There may be too few nephrons to repair in bilateral congenital malformations or towards the end stage; hence, we need a different strategy to avoid CKD5, namely, generating new nephrons. The ideal plan would be to grow kidneys from patient-derived cells, such as renal progenitor/stem cells isolated after kidney biopsy, or reprogrammed IPS or amniotic-fluid-derived cells. It is important to understand the processes and molecules involved in kidney development in order to produce appropriate cells to generate nephrons.
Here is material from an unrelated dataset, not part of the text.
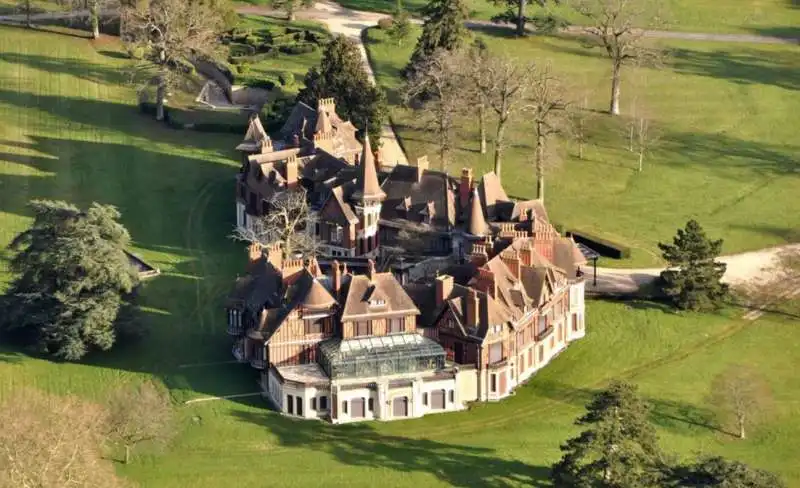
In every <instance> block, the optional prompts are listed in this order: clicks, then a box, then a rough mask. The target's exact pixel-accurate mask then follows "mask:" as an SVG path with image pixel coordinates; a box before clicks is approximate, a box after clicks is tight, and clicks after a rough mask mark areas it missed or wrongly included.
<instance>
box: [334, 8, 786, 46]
mask: <svg viewBox="0 0 800 488" xmlns="http://www.w3.org/2000/svg"><path fill="white" fill-rule="evenodd" d="M339 3H340V4H342V5H343V6H345V7H348V8H352V9H354V10H373V11H376V12H386V13H392V12H393V11H394V9H395V6H396V4H397V3H396V2H395V0H341V1H340V2H339ZM427 3H428V2H427V1H426V0H405V1H404V2H403V6H404V8H406V9H408V10H410V11H411V12H412V13H419V12H420V11H421V10H422V8H423V7H424V6H425V5H426V4H427ZM465 3H466V5H467V8H468V9H469V11H470V17H471V18H473V19H478V20H489V19H491V18H492V16H493V15H496V14H497V13H500V12H503V11H504V10H505V9H504V8H502V7H498V6H497V4H495V3H493V2H491V1H489V0H465ZM568 4H569V2H561V5H558V6H550V7H549V8H548V11H549V12H550V13H552V14H553V15H556V16H558V17H561V18H564V19H566V20H567V21H569V22H572V23H574V24H582V23H586V20H585V19H583V18H582V17H581V16H580V15H578V14H577V12H575V11H574V10H573V9H572V8H570V7H569V6H568ZM527 8H528V12H529V13H528V16H531V15H535V14H537V13H543V12H544V11H543V10H540V9H537V8H536V7H533V6H531V2H529V3H528V7H527ZM659 9H661V10H660V12H658V14H659V16H660V18H661V19H662V22H663V23H664V27H663V28H665V29H669V30H676V31H687V32H715V33H723V32H724V33H737V34H761V35H769V36H787V37H796V38H797V37H800V28H799V27H797V26H798V25H800V8H798V5H797V3H796V1H795V0H765V1H753V0H728V1H726V2H717V1H714V0H668V1H666V2H662V3H661V4H660V5H659Z"/></svg>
The kidney is derived from intermediate mesoderm, and the key interactions needed to build the organ are repeated interactions between two cell types: epithelia in the ureteric bud, and mesenchyme in the metanephric blastema. In humans, the permanent kidney (the metanephros) initiates at 5 weeks of gestation, when the ureteric bud invades the metanephric mesenchyme (Fig. 1). The ureteric bud branches multiple times to generate the collecting duct system, whereas induced mesenchyme around the tips of the ureteric bud condenses into aggregates that epithelialise and then elongate to form the nephron from glomerulus to distal tubule. The first human glomeruli are observed at about 9 weeks of gestation. Proliferation, branching and differentiation cycles continue until 32–36 weeks gestation, when nephrogenesis finishes (i.e. before birth in humans). Numerous groups have isolated ureteric buds/lines and demonstrate branching and collecting-duct development [34, 35], but most research has focussed on the mesenchyme, particularly the inducers needed to force epithelial conversion.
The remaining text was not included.